Roadtrips
Of all the blues explosions
detonated by Jon Spencer, my favorite comes on Boss Hog's homonymous
mid-'90s album for Geffen, when he and his wife, Hog frontwoman Cristina
Martinez, trade the volleys once bandied by Ike and Tina Turner on the latter's
"I Idolize You." One of the most overused clichés describing the
interpersonal dynamic of rock bands is that it's akin to an unconsummated
marriage; on "I Idolize You" you get a taste of a utopian scenario in which
people in rock bands suddenly jump into bed together, right there, on the wax.
None of my other favorite modern-day rock couples -- Sonic Youth, Yo La Tengo
-- has come up with so convincing and sassily sweet an ode to commitment, and
certainly none has made monogamy sound so sexy. The joy of listening to Boss
Hog comes from watching Spencer's carefully calibrated semiotic deconstruction
come unwound, or rewound, in his wife's presence until he's actually playing
what he'd merely enclosed in quotes his whole career.

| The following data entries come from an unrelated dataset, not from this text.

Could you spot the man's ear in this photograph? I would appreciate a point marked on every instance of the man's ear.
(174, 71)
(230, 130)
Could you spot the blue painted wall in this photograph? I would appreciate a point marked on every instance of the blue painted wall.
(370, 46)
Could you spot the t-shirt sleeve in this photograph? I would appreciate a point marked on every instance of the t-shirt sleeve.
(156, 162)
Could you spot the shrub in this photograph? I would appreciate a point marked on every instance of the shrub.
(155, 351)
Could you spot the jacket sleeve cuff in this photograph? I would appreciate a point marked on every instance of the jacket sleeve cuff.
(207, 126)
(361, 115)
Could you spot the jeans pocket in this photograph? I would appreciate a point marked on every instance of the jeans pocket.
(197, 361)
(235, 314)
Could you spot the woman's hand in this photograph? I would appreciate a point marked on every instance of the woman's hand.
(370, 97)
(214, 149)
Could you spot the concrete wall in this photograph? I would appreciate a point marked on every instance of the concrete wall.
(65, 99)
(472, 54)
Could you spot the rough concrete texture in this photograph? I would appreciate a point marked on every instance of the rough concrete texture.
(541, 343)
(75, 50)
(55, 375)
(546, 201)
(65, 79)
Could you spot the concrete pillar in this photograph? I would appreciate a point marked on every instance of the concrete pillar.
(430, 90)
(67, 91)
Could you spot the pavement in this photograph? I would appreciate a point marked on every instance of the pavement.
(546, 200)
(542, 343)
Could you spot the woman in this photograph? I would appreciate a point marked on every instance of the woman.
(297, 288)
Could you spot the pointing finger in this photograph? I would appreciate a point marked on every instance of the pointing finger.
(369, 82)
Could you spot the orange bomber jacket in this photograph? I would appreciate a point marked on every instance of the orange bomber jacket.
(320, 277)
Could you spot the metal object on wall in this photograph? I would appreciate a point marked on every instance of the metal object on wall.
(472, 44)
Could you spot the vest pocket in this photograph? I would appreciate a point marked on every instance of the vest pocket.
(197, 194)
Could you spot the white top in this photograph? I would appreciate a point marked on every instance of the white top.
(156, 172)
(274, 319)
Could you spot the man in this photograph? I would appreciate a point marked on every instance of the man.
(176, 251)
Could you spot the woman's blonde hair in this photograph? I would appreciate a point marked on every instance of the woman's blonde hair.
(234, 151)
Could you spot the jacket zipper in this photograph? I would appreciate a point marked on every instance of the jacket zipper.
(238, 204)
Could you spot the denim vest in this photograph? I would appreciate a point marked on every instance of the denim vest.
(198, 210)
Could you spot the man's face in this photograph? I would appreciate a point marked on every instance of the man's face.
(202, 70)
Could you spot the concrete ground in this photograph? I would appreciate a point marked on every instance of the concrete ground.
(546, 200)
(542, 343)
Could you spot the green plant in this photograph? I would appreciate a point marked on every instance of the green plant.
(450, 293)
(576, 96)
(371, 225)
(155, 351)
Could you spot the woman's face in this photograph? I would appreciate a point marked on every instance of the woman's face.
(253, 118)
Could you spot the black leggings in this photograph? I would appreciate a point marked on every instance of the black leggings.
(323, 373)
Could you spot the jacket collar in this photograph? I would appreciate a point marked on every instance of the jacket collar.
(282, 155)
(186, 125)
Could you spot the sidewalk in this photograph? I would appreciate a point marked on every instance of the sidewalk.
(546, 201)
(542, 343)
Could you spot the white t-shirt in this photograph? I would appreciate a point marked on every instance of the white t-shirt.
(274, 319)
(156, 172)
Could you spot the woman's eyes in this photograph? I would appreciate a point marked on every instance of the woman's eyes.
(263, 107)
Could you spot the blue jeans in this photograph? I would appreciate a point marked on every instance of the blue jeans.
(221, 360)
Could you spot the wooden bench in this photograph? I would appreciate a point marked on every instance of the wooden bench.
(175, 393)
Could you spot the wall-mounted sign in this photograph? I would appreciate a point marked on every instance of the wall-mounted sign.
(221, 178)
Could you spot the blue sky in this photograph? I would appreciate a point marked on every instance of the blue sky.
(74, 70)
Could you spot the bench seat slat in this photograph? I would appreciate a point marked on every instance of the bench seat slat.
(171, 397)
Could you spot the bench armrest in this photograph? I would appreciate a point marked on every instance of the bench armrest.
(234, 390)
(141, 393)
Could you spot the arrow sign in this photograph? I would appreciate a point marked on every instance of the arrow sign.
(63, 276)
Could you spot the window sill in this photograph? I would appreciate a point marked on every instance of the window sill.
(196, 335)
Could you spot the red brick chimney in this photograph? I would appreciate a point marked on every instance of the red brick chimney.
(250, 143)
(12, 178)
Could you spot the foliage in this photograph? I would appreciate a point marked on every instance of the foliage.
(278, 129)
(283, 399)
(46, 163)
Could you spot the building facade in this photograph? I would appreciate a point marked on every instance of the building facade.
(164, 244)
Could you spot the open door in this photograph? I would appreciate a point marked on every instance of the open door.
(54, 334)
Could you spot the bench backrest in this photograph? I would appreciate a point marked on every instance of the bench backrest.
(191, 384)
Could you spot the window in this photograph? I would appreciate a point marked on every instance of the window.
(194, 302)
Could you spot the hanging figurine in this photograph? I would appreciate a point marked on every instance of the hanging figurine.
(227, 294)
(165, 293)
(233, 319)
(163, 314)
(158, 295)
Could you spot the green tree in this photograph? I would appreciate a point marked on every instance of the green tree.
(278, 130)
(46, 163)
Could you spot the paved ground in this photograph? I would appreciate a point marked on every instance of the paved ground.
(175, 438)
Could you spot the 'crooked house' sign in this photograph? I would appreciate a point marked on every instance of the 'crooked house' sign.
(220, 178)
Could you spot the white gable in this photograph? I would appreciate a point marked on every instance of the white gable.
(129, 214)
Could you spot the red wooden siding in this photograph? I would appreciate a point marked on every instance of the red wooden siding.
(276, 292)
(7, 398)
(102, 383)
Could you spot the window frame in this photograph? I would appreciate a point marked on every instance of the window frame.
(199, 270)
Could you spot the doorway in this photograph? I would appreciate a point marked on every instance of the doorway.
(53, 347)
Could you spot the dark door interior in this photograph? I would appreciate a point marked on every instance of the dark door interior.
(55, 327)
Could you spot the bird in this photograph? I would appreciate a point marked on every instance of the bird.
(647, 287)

The latest Boss Hog
album, a soft-focus funkathon called White Out (In the Red), is even
sweeter: it sounds as if Spencer actually wanted to make his wife a star,
especially on "Get It While You Wait," in which she is draped in the luxurious
baubles of a Tore Johansson production of the type previously worn to Top 40
galas by the Cardigans. Get a glimpse when Boss Hog hit the Middle East
(617-864-EAST) in Cambridge on March 30 and the Met Café (401-861-2142)
in Providence on March 31.
Hank Rollins finally gave up the jazzcore fusion of his long-running
Rollins Band and simply anointed a new version for his new Get Some,
Go Again (DreamWorks), which in all but its most excruciatingly dumb
moments comes off as a trifle. But oh, what dumb moments: matching his meathead
lunk of a voice to his young new band's straightforward but excitable take on
an old Thin Lizzy number, or trying his hand at Motörheaded asshole rock,
Rollins finally seems to have found his true calling. And though there's a
paucity of good material on the new album, the fresh blood bodes well if
reinvigorated oldies make their way into the set list. The Rollins Band hits
Lupo's Heartbreak Hotel (401-272-5876) in Providence on April 4 and Avalon
(617-423-NEXT) in Boston on April 5.
Elsewhere, the most influential heavy-metal band of the decade, Korn,
march into Worcester for two shows at the Centrum (931-2000) on March 30 (sold
out) and 31 (damn near). Summer break is still a month away, but 14-year-old
blues phenom Shannon Curfman -- who by the nature of her songs swings
closer to Sheryl Crow than to Johnny Lang -- is on a tour that brings her to
the Karma Club (617-423-NEXT) in Boston on March 31 and to Lupo's on April 1.
Elsewhere on April Fool's Day, Eric Bogosian brings his latest
caffeinated monologue, Wake Up And Smell the Coffee, to the Calvin
Theatre (413-586-8686) in Northampton; and the sublime close-harmony indie-folk
group Ida -- who were, last time we checked, signed to Capitol but have
yet to release an album for the label -- are at the Middle East.